Yeah, honestly I'm usually so tired of the imperial VS metric debate (I know metric is better and I wish the US used it, it's just a low priority), but drill bit sizes are so stupid.
I like inches, I like the size of 1/8th" it's suitable to my needs. I like the scale on the ruler, my eyes can instantly tell what I'm measuring because each tick is a different length. It works for me, it jives with my tools, I will not buy new rulers.
I would happily throw out all my drill bits and switch to numbered ones or metric, I don't care. Fractions for hole size is dumb. I'll also happily throw out all my imperial sockets and wrenches and switch to one kind of nut. Having two standards of the same tool just sells more socket sets. Which was probably the point.
If only they'd made a metre equal a yard, then everyone would be bilingual and we wouldn't have to fight. You could use the one that was appropriate for the job.
Since 2000, they've used all-American steel vs. our quarters, which are copper at the core. PS: I don't really know if the Canadian quarter's steel is all-American, I just like the ambiguity of the statement.
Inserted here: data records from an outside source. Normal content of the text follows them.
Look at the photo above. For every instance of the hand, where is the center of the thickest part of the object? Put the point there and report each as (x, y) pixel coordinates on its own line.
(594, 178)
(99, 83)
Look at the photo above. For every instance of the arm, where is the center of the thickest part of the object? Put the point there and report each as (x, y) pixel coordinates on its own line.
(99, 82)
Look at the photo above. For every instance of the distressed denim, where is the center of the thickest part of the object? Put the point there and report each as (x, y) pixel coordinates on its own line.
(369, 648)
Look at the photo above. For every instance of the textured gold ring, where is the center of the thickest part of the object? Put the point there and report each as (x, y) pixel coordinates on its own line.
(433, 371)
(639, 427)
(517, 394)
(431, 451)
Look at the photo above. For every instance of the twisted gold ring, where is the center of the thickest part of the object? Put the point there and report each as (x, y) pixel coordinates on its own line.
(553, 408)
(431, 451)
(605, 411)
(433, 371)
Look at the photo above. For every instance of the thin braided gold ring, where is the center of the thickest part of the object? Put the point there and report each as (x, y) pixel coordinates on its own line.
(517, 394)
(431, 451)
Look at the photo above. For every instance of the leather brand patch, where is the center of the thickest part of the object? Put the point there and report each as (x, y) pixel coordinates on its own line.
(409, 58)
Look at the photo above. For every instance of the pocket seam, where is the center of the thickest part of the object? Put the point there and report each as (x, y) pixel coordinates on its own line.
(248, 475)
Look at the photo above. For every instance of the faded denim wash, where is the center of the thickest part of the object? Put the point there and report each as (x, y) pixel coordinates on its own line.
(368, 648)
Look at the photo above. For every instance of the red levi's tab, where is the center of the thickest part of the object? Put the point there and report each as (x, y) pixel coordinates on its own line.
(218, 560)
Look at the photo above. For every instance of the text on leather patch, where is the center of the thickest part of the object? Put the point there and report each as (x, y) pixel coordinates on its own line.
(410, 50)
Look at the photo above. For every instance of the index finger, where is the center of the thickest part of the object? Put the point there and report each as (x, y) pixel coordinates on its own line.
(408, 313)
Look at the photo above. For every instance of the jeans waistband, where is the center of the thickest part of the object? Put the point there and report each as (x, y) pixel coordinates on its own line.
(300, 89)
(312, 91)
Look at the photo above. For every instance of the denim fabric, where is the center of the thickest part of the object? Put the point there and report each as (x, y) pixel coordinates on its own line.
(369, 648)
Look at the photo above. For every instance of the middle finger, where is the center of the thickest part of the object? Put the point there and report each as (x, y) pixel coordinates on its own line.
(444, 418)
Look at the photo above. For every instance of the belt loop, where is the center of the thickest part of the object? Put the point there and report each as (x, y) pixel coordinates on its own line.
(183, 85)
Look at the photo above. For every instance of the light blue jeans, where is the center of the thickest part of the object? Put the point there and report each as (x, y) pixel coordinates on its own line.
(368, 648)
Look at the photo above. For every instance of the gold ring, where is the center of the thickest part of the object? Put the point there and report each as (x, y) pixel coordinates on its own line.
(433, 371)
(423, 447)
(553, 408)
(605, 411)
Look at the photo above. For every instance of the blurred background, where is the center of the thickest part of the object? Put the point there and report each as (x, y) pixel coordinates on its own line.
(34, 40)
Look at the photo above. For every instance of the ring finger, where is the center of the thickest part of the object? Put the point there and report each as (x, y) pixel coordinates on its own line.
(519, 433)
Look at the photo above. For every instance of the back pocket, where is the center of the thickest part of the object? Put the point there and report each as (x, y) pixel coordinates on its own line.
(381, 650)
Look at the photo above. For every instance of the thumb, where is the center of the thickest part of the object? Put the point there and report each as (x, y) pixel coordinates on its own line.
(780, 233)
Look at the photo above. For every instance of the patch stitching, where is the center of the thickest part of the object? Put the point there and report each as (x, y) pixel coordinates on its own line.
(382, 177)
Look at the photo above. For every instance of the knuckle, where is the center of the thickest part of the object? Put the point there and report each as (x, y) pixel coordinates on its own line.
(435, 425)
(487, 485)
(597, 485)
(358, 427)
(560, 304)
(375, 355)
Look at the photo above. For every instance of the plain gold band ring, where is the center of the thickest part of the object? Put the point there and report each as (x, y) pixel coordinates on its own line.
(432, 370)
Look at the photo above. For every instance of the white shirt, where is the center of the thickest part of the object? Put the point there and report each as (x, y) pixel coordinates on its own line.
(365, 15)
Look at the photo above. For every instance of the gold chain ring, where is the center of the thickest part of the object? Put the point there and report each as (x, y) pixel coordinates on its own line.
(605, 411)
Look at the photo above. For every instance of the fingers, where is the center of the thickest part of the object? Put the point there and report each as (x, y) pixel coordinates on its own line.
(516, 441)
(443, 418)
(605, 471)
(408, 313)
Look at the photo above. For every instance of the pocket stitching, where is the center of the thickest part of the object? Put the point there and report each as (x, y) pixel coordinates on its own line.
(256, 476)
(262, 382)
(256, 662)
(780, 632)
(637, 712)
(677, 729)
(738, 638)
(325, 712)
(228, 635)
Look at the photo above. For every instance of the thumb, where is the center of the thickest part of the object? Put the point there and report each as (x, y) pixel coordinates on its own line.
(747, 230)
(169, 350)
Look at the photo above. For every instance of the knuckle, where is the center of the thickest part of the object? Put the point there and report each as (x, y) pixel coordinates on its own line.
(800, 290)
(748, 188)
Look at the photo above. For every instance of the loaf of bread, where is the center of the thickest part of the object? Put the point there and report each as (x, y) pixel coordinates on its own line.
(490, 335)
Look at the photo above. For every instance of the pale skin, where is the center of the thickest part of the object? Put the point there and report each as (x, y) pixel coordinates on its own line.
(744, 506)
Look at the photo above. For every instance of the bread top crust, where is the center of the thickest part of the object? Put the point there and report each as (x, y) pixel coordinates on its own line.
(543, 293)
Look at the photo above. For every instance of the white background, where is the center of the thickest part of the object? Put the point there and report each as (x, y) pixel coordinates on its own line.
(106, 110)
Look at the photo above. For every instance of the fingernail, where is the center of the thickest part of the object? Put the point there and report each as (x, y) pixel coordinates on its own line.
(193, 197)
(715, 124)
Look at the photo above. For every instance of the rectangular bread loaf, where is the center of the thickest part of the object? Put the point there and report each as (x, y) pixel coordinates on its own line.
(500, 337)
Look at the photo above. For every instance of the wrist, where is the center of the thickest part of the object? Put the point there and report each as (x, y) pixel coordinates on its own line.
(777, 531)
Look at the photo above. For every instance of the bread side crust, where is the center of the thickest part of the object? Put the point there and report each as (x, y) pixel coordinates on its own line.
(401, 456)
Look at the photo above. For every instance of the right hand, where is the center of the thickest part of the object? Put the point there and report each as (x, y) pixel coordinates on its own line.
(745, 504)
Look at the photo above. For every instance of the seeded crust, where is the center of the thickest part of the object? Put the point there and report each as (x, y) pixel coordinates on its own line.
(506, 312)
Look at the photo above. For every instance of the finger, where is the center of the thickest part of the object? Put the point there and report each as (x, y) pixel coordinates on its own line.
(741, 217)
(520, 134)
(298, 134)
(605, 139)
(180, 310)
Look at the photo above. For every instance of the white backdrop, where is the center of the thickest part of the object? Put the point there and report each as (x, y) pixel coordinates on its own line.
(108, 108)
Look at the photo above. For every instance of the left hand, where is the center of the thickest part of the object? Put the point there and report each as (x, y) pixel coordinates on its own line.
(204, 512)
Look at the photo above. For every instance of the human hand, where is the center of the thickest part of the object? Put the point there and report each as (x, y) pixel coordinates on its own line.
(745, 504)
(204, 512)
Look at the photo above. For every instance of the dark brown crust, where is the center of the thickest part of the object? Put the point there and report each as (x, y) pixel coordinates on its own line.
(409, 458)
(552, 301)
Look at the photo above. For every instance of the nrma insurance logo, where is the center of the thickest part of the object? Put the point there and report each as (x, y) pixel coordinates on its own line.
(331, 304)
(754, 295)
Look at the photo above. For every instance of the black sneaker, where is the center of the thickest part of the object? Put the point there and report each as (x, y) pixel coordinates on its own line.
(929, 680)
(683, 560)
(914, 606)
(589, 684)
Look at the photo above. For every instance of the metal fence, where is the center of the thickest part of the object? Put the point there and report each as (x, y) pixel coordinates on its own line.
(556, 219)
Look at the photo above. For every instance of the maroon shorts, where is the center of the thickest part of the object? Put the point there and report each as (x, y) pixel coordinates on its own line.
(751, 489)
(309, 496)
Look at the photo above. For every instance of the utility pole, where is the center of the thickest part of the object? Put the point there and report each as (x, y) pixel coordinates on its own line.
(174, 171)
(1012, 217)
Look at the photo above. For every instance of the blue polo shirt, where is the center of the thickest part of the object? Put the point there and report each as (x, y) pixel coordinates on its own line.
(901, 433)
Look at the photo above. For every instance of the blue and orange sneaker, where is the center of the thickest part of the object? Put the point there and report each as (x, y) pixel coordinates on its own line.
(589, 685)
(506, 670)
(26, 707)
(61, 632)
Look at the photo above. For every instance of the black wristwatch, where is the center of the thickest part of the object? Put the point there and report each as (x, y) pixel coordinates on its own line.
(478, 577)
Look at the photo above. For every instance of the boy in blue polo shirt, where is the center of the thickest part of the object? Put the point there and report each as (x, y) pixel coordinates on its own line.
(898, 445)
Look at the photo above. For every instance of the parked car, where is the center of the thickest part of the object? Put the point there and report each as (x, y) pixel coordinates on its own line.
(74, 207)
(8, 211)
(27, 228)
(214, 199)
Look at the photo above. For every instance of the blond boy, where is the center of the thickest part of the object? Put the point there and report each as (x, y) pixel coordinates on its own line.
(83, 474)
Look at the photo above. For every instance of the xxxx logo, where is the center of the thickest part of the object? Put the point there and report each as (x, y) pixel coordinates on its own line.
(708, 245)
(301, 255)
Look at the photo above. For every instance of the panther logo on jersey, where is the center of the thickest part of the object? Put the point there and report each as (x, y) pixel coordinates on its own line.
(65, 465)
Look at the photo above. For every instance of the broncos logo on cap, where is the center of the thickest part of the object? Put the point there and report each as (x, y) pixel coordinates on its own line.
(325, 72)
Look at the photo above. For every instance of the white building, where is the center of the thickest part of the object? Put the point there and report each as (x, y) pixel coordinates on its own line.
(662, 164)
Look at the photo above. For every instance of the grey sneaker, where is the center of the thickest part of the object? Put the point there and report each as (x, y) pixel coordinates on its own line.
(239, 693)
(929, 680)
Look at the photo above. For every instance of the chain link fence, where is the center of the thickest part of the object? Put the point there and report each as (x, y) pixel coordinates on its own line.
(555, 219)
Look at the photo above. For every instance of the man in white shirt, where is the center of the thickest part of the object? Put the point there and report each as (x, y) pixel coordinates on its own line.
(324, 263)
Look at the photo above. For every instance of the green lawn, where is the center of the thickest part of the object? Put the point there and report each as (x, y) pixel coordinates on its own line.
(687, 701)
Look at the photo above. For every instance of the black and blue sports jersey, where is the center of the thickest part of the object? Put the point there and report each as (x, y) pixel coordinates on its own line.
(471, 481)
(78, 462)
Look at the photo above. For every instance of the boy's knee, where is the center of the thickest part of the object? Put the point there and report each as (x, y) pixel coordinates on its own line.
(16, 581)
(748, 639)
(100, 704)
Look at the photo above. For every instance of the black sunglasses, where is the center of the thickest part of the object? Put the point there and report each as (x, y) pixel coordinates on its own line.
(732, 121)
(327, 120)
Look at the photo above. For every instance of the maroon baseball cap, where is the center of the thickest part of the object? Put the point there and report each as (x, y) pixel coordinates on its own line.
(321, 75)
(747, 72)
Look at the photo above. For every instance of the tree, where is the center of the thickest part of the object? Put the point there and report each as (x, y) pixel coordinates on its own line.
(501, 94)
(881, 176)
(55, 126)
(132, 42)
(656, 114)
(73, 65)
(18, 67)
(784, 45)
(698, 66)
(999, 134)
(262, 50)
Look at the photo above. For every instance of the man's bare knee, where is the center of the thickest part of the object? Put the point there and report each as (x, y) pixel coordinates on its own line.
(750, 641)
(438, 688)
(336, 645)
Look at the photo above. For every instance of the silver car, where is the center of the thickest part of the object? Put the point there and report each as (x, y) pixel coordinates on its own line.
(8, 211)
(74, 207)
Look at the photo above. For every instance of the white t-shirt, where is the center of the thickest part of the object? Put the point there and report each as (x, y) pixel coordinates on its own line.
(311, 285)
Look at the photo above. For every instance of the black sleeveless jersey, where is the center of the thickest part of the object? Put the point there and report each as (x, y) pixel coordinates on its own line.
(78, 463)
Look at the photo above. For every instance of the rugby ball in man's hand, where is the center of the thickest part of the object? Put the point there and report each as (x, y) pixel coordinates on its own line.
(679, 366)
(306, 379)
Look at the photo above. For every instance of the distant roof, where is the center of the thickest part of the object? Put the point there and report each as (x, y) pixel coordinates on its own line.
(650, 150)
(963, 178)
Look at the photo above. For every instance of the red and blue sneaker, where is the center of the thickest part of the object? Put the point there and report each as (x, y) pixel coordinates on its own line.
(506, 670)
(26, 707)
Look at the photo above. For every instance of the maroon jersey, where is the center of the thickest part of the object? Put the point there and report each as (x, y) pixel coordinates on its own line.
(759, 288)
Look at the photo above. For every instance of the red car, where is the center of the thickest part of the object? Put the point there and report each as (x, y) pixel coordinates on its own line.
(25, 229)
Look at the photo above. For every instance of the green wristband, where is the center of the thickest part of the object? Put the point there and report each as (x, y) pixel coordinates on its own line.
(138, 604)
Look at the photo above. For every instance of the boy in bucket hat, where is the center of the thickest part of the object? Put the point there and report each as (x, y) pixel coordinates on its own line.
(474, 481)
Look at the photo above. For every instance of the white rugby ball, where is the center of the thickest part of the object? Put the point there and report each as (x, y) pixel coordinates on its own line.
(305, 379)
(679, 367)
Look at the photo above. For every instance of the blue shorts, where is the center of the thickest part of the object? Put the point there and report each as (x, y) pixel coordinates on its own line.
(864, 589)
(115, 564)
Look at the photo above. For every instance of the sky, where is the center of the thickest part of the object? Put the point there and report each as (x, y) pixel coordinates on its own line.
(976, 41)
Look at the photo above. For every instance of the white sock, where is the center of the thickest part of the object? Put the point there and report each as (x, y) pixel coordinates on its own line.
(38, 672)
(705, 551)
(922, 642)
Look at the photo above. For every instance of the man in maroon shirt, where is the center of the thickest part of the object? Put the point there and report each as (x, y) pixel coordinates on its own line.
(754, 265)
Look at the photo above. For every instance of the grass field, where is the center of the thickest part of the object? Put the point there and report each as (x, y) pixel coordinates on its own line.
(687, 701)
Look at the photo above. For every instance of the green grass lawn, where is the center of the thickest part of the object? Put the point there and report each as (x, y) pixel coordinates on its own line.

You actually can't be mad about this one. This is effectively binary which you use all the time without knowing it. And even worse, proper SI notation has jacked up binary hardcore.
1, 1/2, 1/4, 1/8, 1/16, 1/32... You won't find a 1/12 or some other number.
Maybe that's why I couldn't tell if a gigabyte has 1000 megabytes or 1024. People keep telling me one or the other. Others keep telling me that there's 1024 mebibytes in 1 gibibyte, but those names absolutely suck.
Depends for what. Still better than random scales like 3, 12, 1760 and units that don't mean anything like hundredweight, which isn't even one hundred anything, unless it is because you live in another part of the world where the same word means a totally different thing.
Because a lot of imperial measurements revolved around being able to be divided by 4, and occasionally 3 at times.
For instance the cooking unit of measurments are in 4's or base 2 in a way (e.g 1 gallon = 4 quarts = 8 pints = 16 cups = 128 ounces)
We still see 4s or 3s irl regardless of measurement system. Doughnuts are often prepared in dozens and virtually never in 10s. Do we walk around claiming why bakers hate 10 step counting?
Time is the example of something designed around 3/4 and didn't change. 60 is divisiable by both 4 (15) and 3 (20) and is not base 10, but people can accept that.
Time is the example of something designed around 3/4 and didn’t change. 60 is divisiable by both 4 (15) and 3 (20) and is not base 10, but people can accept that.
Using 12 and 16 makes for easier maths (pre-calculators). It's easier to divide and get an integer. With easy access to calculators and highly precise measurements (especially digital systems) metric makes more sense and is easier to interpret quickly.
Ten mil spanner is fuckin ten mil spanner and you have three in your toolbox and only someone who was starved of oxygen at birth uses imperial spanners wtf is this 🥲
Car manufacturers in the US like to throw metric and SAE at you. Just to keep you on your toes I guess.
Ironically, it's always the wrench you DIDN'T bring with you.
Hexagon socket screws are often used because they are easier to loosen when the screws are very tight. I think in such a case you can't get any further with a Phillips screwdriver.
Even more ridiculous is that they could have just made everything one fraction. Like 1/10 then 2/10 then 3/10. This crap is over complicated by it's own rules.
Theres 2 pretty good reasons why I only ever have 1 fractional wrench at a time. One so I can just move up the line until one fits and the other reason is that fractional is not used in modern cars. I only ever need to break my imperial set out when I'm working on a antique car.
I'm not an aerospace mechanic, but I do have some insight.
The formula in the image is incorrect. It depicts 7/16" - 10 cents = 10 mm, not plus. Notice that 7/16" indicates the gap in the wrench, and the dime makes that gap smaller.
Now that that is out of the way, it seems that a dime is 1.35 mm (I love that American currency is specified in metric). So, 7/16" - 10 cents = 9.7625 mm. So, pretty damn close to 10 mm.